Slapton Beach is still not great beach to get off of.


----------



## Milosh (Feb 21, 2019)

Operation Tiger diagram, https://www.eucom.mil/media-library/photo/25656/exercise-tiger-diagram

Reactions: Like Like:
1 | Like List reactions


----------



## Kevin J (Feb 21, 2019)

Shortround6 said:


> You are be quite right, it is just that in the accounts of Exercise Tiger in which hundreds of men were lost mention the guns at Blacknor Fort were not given permission to fire on the German E-boats for fear of causing friendly casualties so I assumed (wrongly) that it was a closer beach. The Convoy of LSTs may have been a number of miles from the beach when the attack occurred
> 
> Slapton Beach is still not great beach to get off of.



Agreed, lets scrub my idea for a secondary landing there, even I didn't realise it was so far away until I checked. I thought it was the Dorset side of Exmouth and not close to the navy college at Dartmouth. Not only that but our navy base at Plymouth is just round the corner, so definitely another of those suicide missions.


----------



## Freebird (Feb 21, 2019)

Shortround6 said:


> .
> 
> There was one "R" in the Southern Channel, but the Germans didn't even have anything close to an old WW I D class cruiser closer than Germany.
> View attachment 529538



A point often forgotten - The British actually had 4 battleships in the channel. 
In addition to HMS Revenge, there were two French battleships (seized and with RN crew), Paris & Courbet.
There was also HMS Centurion, with main guns removed but with a variety of smaller guns, still functional as a battleship.

Reactions: Like Like:
1 | Like List reactions


----------



## Shortround6 (Feb 21, 2019)

The Centurion performed some varied and interesting missions for what was essentially a target/decoy ship but her actually utility in a real gun battle is highly dubious. 

She did manage to claim one Stuka while disguised as the HMS Anson but I am not sure she mounted anything bigger than 20mm AA guns? Or if so more than 1-2 as training weapons? 

but this was in 1942?

In 1940 she was still pretty much stripped and all that could be mounted in a hurry would be light AA guns.




This is how she looked in 1933.

Reactions: Informative Informative:
1 | Like List reactions


----------



## Freebird (Feb 21, 2019)

Shortround6 said:


> The Centurion performed some varied and interesting missions for what was essentially a target/decoy ship but her actually utility in a real gun battle is highly dubious.
> 
> She did manage to claim one Stuka while disguised as the HMS Anson but I am not sure she mounted anything bigger than 20mm AA guns? Or if so more than 1-2 as training weapons?
> 
> ...



True, though as part of a squadron of 4 obsolete battleships the role would probably be as an additional target to draw air attack away from the other ships.

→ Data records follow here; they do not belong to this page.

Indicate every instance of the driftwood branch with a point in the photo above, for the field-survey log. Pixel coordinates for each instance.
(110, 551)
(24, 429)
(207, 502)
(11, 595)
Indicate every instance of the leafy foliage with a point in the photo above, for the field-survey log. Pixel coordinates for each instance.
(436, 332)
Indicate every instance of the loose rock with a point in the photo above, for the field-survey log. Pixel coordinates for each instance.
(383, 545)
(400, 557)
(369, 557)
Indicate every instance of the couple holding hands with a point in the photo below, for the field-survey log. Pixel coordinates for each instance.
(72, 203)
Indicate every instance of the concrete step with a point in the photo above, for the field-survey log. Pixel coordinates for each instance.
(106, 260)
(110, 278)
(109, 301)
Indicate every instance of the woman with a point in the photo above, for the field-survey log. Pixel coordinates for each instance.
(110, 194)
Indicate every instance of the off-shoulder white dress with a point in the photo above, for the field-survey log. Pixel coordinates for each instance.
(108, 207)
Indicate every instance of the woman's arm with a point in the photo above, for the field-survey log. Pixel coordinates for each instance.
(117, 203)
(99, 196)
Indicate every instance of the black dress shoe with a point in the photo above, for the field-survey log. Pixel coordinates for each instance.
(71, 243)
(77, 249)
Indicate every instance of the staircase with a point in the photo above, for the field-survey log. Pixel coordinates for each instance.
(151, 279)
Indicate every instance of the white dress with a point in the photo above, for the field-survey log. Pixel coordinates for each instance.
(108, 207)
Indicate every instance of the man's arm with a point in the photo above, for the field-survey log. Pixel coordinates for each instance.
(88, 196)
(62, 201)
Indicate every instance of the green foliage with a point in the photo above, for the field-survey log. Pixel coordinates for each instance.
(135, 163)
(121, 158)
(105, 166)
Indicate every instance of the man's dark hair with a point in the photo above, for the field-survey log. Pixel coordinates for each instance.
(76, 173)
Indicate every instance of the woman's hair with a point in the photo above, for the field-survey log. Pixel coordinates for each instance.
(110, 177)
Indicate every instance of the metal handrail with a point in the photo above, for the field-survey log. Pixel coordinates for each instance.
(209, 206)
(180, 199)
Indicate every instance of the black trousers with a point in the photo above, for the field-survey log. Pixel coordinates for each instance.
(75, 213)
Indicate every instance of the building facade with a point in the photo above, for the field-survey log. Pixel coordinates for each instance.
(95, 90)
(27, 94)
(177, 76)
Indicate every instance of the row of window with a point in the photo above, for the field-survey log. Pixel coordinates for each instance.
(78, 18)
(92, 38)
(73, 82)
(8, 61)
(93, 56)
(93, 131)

Although not up to modern standards, he hull armour is likely not seriously threatened by 6" or 8" guns. Functional heavy guns wouldn't be needed, so dummy guns could be emplaced.

Certainly if we're talking about a small Kriegsmarine force of a couple CA and a few CL escorting 5 knot riverbarges, the threat of a battleship (even a disarmed one) ramming or swamping the barges would be a significant threat.
Could a Stuka starting a dive at 12,000 feet accurately identify which of the 4 battleships has dummy guns, on a smoke obscured deck? (From all the AA guns)

Here's a picture from 1942, all of the primary gun turrets are fake.

Reactions: Informative Informative:
3 | Like List reactions


----------



## stona (Feb 21, 2019)

The RN had no intention of sending heavy units of the Home Fleet anywhere near the English Channel. If Sealion had been launched some of those units might have intercepted the 'Autumn Journey' diversion, which would have gone badly for the Germans.

You don't need heavy units lobbing huge shells at fleets of transports and barges when you have hundreds of destroyers (as many as seventy within 36 hours), mine sweepers, armed trawlers, harbour defence vessels and assorted other armed motorboats etc. which are more than capable of doing the job.

I am reminded of the famous gaming of Sealion at Sandhurst. The RN dispositions at the start of the game had to be altered from those that existed historically. Had the game been based on the actual disposition of the RN forces in September, 1940, then it would have been a damp squib, as it appeared that no organized German forces would have got ashore at all.
In order to bring about fighting on land, and thus give the celebrated players something to do, the RN dispositions were artificially changed to give the invasion force a chance to get ashore. With the 'new' dispositions, the Germans landed at dawn on the 22nd, after which a RN force of 17 cruisers and 57 destroyers arrived in the Channel on the morning of the 24th. 65% of the invasion barges were sunk, together with 3 destroyers and 7 S boats, for British losses of two destroyers sunk, four destroyers and two cruisers damaged. Remaining German forces surrendered on 28th.

Cheers

Steve

Reactions: Like Like:
1 | Winner Winner:
3 | Like List reactions


----------



## Freebird (Feb 21, 2019)

stona said:


> The RN had no intention of sending heavy units of the Home Fleet anywhere near the English Channel. If Sealion had been launched some of those units might have intercepted the 'Autumn Journey' diversion, which would have gone badly for the Germans.
> 
> You don't need heavy units lobbing huge shells at fleets of transports and barges when you have hundreds of destroyers (as many as seventy within 36 hours), mine sweepers, armed trawlers, harbour defence vessels and assorted other armed motorboats etc. which are more than capable of doing the job.
> 
> ...


Indeed, though the crippling of the KM in Norway may have much to do with that.
Scharnhorst, Gneisnau, Lutzow and Leipzig are all out of action with torpedo damage, Graf Spee, Blucher, Karlsruhe & Konigsburg sunk.
AFAIK, that only leaves Hipper and a couple CL's.
Scheer is refitting, and Prince Eugen has only commissioned in Aug '40, so is working up.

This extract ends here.